Detection Methods for CVE-2026-6448
Indicators of Compromise
- Inbound HTTP requests to QSM REST API endpoints containing SQL keywords such as SLEEP(, BENCHMARK(, UNION SELECT, or IF( within the order parameter.
- Unusually long response times for QSM API endpoints, particularly responses delayed in regular increments consistent with binary search inference.
- Repeated authenticated requests from a single administrator or service account targeting QSM endpoints with varying order parameter values.
- Database error log entries referencing malformed ORDER BY clauses originating from QSM queries.
Detection Strategies
- Inspect web server access logs for requests to QSM-related REST routes that include non-alphabetic characters in the order query parameter.
- Deploy a web application firewall (WAF) rule that blocks values other than ASC or DESC (case-insensitive) in order parameters destined for the QSM plugin.
- Enable MySQL slow query logging and correlate slow ORDER BY queries with WordPress request logs.
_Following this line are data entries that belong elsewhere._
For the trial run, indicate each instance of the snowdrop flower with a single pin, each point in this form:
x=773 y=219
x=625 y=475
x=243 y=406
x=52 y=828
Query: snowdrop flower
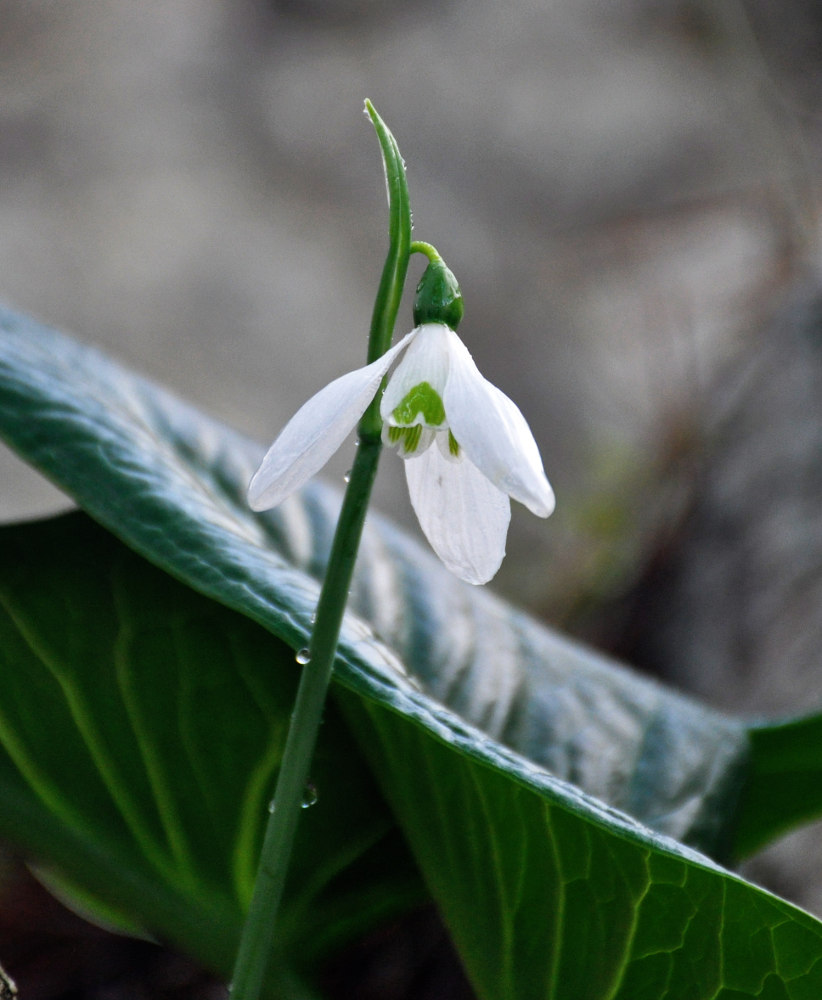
x=467 y=447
Monitoring Recommendations
- Monitor WordPress administrator account activity for anomalous API usage patterns or sessions originating from unexpected IP addresses.
- Track plugin version inventory across WordPress deployments and alert when QSM versions at or below 11.1.2 are detected.
- Audit storage and transmission of the QSM secret key, treating any exposure as a credential compromise event.
How to Mitigate CVE-2026-6448
Immediate Actions Required
- Update the Quiz and Survey Master plugin to a patched version released after 11.1.2 as soon as the vendor publishes a fix.
- Restrict administrator account access and enforce multi-factor authentication on all WordPress administrative users.
- Rotate the QSM plugin secret key if there is any suspicion of exposure, and review where the key is stored.
- Review WordPress and database logs for evidence of prior exploitation, focusing on requests to QSM endpoints with anomalous order values.
Patch Information
The vendor changeset associated with the fix is published on the WordPress plugin repository. Review the WordPress Quiz Master Changeset for the corrective commit and upgrade to the latest available release of the plugin.
Workarounds
- Temporarily deactivate the QSM plugin until a patched release is installed.
- Apply a WAF rule that rejects any order parameter value not matching the regular expression ^(ASC|DESC)$ for requests targeting QSM endpoints.
- Limit access to /wp-json/ QSM routes through IP allowlisting on the web server or reverse proxy.
- Audit and revoke unused administrator accounts to reduce the attack surface for authenticated exploitation.
# Example nginx rule restricting the QSM 'order' parameter to ASC/DESC values
location ~* /wp-json/quiz-survey-master/ {
if ($arg_order !~* "^(ASC|DESC)?$") {
return 403;
}
}
Disclaimer: This content was generated using AI. While we strive for accuracy, please verify critical information with official sources.